|
Texto Anterior | Próximo Texto | Índice
CINEMA "GAROTAS DE FUTURO"
Leigh se submete aos personagens
CECÍLIA SAYAD
especial para a Folha
Toda narrativa possui elementos básicos em torno da qual é
conduzida: uma trama e os personagens nela envolvidos.
Eles estão de tal forma relacionados no desenvolvimento de
uma história que parecem indistinguíveis.
Em algumas obras, porém, um
desses elementos sobrepõe-se ao
outro.
Há filmes em que os personagens existem para servir a uma
trama. Em outros, é a trama que
serve aos personagens.
Mike Leigh é um diretor que parece preferir a segunda categoria.
"Segredos e Mentiras" e este
"Garotas de Futuro", que estréia
hoje no Cinesesc, são histórias tão
centradas nas personalidades que
as habitam que se poderia dizer
que o roteiro se submete às suas
características físicas e psicológicas.
Leigh não chega ao extremo de
John Cassavetes, cujos filmes,
muitas vezes centrados não só
nos personagens, mas nos atores,
tinham sua narrativa de tal forma
submetida a eles que a duração
das cenas era determinada mais
pelo tempo da atuação do que pelo da narrativa tradicional.
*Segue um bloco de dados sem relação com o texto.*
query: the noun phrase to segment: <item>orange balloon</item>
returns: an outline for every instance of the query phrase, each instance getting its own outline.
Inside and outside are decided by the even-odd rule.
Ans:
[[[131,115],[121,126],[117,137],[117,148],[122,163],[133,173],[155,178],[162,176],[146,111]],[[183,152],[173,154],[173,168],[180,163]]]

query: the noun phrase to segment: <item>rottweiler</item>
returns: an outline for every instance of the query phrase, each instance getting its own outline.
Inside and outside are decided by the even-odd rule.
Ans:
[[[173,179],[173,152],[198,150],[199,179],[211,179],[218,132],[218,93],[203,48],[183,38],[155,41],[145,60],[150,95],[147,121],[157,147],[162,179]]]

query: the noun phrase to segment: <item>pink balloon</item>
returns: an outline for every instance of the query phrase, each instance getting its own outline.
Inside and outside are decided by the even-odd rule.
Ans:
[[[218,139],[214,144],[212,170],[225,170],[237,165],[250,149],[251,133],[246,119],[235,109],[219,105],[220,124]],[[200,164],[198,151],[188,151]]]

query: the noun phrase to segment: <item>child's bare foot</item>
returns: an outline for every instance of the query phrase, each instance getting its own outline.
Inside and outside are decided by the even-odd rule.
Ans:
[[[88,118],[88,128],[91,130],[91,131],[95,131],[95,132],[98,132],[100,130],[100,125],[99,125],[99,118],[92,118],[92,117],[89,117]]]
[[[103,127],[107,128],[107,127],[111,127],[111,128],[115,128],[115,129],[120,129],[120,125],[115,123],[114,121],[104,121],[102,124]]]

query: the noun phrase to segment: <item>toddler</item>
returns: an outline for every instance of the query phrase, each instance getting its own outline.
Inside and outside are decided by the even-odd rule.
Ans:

Mas é como se o diretor britânico, antes de elaborar a sinopse,
trabalhasse no desenvolvimento
das personalidades que conduzirão a trama, cabendo então a elas
ditar os rumos que a história deve
tomar.
O filme "Garotas de Futuro"
narra o reencontro de duas amigas adultas que partilharam as dificuldades e inseguranças da juventude.
O sentimento que primeiro
aflora é de surpresa frente às comodidades da vida estável que
ambas atingem, e que contrasta
com o caos e decadência do momento em que se conheceram.
Alternando o desconforto inicial do reencontro com cenas do
passado que revelam o início de
uma relação marcada pela solidariedade e pela agressividade, o diretor Mike Leigh traça o perfil de
mulheres de personalidades semelhantes e comportamentos
opostos.
Tanto Hannah (Katrin Cartlidge) quanto Annie (Lynda Steadman) são personagens inseguras
e solitárias.
Mas, enquanto a primeira se esconde por trás de uma máscara de
arrogância e humor cáustico, a
outra escancara seus medos em
crises nervosas.
O desconforto do início da amizade se repete no reencontro das
amigas, criando um paralelismo
entre passado e presente, que seguem um mesmo percurso: estranhamento, desenvoltura, intimidade e despedida.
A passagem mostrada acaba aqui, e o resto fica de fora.